Hamburg. “Ehrverletzende“ Passagen des Gedichts über den türkischen Präsidenten Erdogan dürfen nicht wiederholt werden.
Andreas Buske hatte schon häufig mit Prominenten zu tun. Als Vorsitzender Richter der Pressekammer am Landgericht gehörten Unterlassungsklagen zum alltäglichen Geschäft. Vor fünf Jahren ist Buske zum Vorsitzenden des 7. Zivilsenats am Hanseatischen Oberlandesgericht (OLG) aufgestiegen – doch einen Fall wie diesen dürfte auch der erfahrene Richter bisher nicht gehabt haben.
Buske – lange, weiße Haare – sitzt mit zwei Kollegen im gediegenen Plenarsaal des Oberlandesgerichts. Hinter ihm steht eine Bücherwand mit Rechtsliteratur, ein Kamin rechts in dem mit Marmor ausgekleideten Raum, schwere Lüster hängen von der Decke herab.
An diesem besonderen Ort geht es am Dienstag um einen Rechtsstreit von internationaler Tragweite – doch die Entscheidung seines Senats verkündet Buske im nüchternen, fast beiläufigen Ton. „Die Berufungen des Klägers und des Beklagten werden zurückgewiesen.“ Damit steht fest: Jan Böhmermanns berüchtigtes Schmähgedicht über den türkischen Staatspräsidenten Recep Tayyip Erdogan bleibt in weiten Teilen verboten. Vorläufig zumindest. Denn rechtskräftig ist das Urteil nicht.
Beide Parteien in der Berufung gescheitert
Veröffentlicht hatte der Satiriker das Gedicht im März 2016 in der ZDF-Sendung „Neo Magazin Royale“. Es trug den Titel „Schmähkritik“ und hat mit Poesie etwa so viel zu tun wie ein Tütensuppe mit einem Fünf-Sterne-Gericht. Da geht es in despektierlicher Weise um Erdogans Manneskraft und um Sex mit Tieren; es stellt ihn in eine Reihe mit Menschenquälern wie Josef Fritzl und weist ihn als Mann mit Gasmaske aus, der kleine Mädchen schlägt. Es folgten: eine Staatsaffäre und Erdogans Klage gegen die Schmähkritik vor einem Hamburger Zivilgericht.
In erster Instanz hatte das Landgericht das Böhmermannsche Werk bereits in großen Teilen untersagt – nur sechs der 24 Verse waren demnach zulässig.

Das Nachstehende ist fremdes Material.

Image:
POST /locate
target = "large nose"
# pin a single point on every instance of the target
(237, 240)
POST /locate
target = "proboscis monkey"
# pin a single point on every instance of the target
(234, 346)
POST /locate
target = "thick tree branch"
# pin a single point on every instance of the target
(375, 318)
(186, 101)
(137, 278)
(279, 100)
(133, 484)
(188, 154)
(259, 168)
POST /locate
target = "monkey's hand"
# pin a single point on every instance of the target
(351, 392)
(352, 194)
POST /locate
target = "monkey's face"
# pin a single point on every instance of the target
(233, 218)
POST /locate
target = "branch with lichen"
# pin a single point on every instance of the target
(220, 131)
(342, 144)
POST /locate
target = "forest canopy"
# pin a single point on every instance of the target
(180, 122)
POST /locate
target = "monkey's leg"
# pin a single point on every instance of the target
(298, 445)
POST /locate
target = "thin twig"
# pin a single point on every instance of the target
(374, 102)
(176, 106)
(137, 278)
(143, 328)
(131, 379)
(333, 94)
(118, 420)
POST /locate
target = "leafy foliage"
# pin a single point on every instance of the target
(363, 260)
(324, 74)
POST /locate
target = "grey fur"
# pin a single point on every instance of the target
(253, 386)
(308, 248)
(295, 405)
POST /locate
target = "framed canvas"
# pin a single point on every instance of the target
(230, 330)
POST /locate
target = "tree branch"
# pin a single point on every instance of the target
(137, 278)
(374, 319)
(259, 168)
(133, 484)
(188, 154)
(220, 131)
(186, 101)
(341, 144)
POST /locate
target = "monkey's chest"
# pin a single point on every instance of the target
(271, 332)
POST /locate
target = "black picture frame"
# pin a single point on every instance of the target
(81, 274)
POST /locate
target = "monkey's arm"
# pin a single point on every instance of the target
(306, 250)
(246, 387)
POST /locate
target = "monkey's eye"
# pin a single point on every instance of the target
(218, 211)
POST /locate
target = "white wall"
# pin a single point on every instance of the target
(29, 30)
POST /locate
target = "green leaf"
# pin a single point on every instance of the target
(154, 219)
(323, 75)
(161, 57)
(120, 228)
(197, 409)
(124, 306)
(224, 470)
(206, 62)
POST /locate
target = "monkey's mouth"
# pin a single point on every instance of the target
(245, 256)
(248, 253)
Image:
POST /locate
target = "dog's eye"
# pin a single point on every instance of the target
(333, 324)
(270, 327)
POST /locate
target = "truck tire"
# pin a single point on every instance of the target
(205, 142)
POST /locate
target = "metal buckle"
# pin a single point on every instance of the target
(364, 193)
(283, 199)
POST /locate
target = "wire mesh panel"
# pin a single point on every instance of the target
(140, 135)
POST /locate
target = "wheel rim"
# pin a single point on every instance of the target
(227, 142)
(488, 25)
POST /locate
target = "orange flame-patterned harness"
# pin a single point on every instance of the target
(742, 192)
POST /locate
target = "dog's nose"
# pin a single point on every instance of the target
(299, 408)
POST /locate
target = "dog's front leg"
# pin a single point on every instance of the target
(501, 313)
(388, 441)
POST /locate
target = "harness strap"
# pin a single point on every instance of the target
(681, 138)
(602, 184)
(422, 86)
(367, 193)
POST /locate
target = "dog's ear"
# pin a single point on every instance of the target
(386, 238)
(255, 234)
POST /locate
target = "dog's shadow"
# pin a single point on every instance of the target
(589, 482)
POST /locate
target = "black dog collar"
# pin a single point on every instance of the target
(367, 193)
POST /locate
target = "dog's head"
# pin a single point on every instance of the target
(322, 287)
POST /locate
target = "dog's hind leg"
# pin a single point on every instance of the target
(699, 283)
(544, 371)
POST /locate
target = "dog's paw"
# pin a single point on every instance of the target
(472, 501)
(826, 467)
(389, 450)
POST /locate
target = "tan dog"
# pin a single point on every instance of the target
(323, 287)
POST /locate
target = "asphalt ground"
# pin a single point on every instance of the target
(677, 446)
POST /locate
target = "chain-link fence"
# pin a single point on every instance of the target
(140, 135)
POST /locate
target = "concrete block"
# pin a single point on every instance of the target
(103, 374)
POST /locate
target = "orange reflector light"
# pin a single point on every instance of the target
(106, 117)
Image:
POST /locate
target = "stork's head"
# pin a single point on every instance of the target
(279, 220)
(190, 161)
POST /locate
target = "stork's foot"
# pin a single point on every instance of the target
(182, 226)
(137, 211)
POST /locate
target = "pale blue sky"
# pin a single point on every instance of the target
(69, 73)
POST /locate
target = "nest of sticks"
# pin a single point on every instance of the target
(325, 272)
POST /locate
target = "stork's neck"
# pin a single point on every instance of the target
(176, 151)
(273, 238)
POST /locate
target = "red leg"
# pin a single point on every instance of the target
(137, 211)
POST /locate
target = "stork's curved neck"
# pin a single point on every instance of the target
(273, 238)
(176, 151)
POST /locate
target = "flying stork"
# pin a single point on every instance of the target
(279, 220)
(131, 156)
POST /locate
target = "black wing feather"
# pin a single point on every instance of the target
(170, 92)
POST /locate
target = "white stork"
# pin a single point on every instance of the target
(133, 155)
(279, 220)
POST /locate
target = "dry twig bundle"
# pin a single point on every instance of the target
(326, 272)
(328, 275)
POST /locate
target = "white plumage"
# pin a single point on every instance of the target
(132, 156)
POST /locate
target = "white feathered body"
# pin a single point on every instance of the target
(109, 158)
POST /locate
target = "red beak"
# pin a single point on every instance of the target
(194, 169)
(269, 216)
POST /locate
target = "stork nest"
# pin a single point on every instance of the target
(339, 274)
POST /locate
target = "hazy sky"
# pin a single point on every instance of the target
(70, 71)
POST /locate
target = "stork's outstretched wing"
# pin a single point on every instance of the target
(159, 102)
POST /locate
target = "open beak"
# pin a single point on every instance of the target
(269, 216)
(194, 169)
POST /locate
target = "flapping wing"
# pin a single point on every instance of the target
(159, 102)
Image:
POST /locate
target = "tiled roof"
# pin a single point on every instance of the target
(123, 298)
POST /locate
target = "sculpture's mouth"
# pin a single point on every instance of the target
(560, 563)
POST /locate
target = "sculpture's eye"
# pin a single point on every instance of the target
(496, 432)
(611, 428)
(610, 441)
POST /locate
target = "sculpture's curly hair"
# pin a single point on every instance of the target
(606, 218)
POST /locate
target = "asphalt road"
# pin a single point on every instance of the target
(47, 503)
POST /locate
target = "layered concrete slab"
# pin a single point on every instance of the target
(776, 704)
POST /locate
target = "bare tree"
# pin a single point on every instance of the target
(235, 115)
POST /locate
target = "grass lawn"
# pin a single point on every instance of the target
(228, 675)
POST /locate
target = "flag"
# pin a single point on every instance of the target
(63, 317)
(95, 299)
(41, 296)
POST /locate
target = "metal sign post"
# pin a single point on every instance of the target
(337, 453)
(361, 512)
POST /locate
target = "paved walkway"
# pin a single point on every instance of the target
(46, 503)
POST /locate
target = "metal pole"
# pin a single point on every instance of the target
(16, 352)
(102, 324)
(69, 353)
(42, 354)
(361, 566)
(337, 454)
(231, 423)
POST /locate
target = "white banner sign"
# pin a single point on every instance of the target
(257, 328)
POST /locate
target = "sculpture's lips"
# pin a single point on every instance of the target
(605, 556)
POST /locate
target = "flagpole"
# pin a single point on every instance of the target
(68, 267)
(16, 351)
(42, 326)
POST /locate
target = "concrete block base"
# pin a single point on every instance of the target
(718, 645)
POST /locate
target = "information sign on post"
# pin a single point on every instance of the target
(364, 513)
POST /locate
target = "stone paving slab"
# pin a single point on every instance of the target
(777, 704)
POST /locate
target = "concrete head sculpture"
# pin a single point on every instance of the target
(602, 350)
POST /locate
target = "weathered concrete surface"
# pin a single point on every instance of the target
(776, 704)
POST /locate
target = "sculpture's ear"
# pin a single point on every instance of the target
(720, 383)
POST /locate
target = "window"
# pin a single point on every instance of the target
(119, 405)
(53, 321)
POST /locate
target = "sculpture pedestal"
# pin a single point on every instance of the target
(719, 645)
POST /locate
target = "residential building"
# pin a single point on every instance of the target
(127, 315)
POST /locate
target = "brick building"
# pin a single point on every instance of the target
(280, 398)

Und so bleibt es auch: Am Dienstag bestätigte das OLG das erste Urteil vom Februar 2017. Damit sind beide Parteien, die jeweils Berufung gegen das Urteil eingelegt hatten, gescheitert: Böhmermann, der das Gedicht in Gänze erlaubt und Erdogan, der es in Gänze verboten sehen wollte. „Satire kann Kunst sein – muss sie aber nicht“, sagte Buske.
Zum Auftakt der Verhandlung hatte Böhmermanns Anwalt Christian Schertz noch dafür gestritten, das Gedicht unter dem Gesichtspunkt der Kunstfreiheit zu betrachten. Es sei als „überhöhte Rechtsvorlesung“ zu sehen, mit der deutlich gemacht werden solle, „was in Deutschland Meinungsfreiheit ist“; es ginge eben nicht um eine persönliche Schmähung Erdogans. Die Berücksichtigung des Gesamtkontextes sei für eine rechtliche Einordnung der Satire ebenso evident wie ihr Erhalt als Kunstwerk im Ganzen. Das Gedicht zu zerlegen und einzelne Teile davon zu verbieten, widerspreche dem Prinzip der Kunstfreiheit, so Schertz.
OLG spricht dem Gedicht die Qualität ab
Im Gegensatz zur ersten Instanz sprach das OLG dem Gedicht nun aber sogar die Qualität ab, „Kunst im Sinne des Grundgesetzes“ zu sein. Dafür fehle es an der „notwendigen Schöpfungshöhe“, so Buske. Es handele sich um eine „Aneinanderreihung von Meinungsäußerungen“, jede einzelne könnte mit einem Verbot belegt werden, zumal weder die Sendung noch das Gedicht ein „einheitliches, untrennbares Werk“ bildeten. Zwar müsse sich Erdogan als Staatsoberhaupt „massive Kritik gefallen lassen“.
Die Passagen des Gedichts, die Bezug auf sein tatsächliches Verhalten nähmen, seien von dem Verbot auch ausgeklammert. Die meisten Verse hingegen beinhalteten „schwere Herabsetzungen“ mit Bezügen zum Intimen und Sexuellen. Und diese schweren Eingriffe in Erdogans Persönlichkeitsrecht seien auch nicht dadurch gerechtfertigt, dass Böhmermann vor dem Beitrag erklärte: Er wolle aufzeigen, welche Arten rechtlich unzulässiger Äußerungen es gebe.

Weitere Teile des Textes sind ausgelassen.